Some may point out that this is old hat, that we've had this capability for some time. However, a true voice-enabled human-machine interface encompasses more than just
a machine's ability to convert speech to text and text to speech: the machine must also be able to understand the speech, relate it to a stored knowledgebase, then
respond in a useful manner. Until now, the convergence of speech recognition and natural language processing (also known as natural language understanding) has been seen rarely outside the laboratory and has remained
the province of highly funded private research endeavors. These research projects are just now maturing into off-the-shelf tools that can be integrated with existing
proven technologies to finally foment the next killer app.

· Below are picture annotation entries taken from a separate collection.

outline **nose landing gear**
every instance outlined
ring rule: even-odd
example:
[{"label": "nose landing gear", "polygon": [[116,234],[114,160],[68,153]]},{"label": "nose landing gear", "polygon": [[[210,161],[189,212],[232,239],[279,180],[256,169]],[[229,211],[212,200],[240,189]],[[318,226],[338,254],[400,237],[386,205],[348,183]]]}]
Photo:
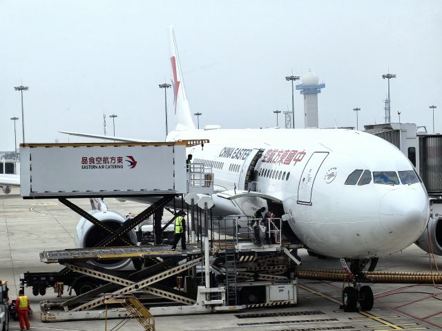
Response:
[{"label": "nose landing gear", "polygon": [[358,303],[362,310],[370,310],[373,308],[374,299],[372,288],[367,285],[361,286],[361,283],[366,282],[367,277],[362,270],[369,260],[352,260],[350,268],[344,259],[340,263],[348,273],[353,286],[347,286],[343,290],[343,305],[345,312],[358,311]]}]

These off-the-shelf tools fall into several categories, mirroring the research fields from which they've sprung: speech processing, speech synthesis and
natural-language processing (NLP). Speech processing converts speech into text. Speech synthesis converts text into speech. NLP understands grammar:
how words connect and how their definitions relate to one another. This last field stands on its own, but also contributes to the other two, because
computers listen, speak, and interpret more accurately when they have guidelines to what words can mean.
The infrastructure required to support the next killer app has also matured, almost to the point of commodity. Input and output devices (PDA's, microphones, speakers, PC's)
are reliable, cheap and ubiquitous and are supported by equally reliable, cheap and ubiquitous high-speed networks, wired or wireless, over short and long distances.
The applications are just waiting to be built.
|
|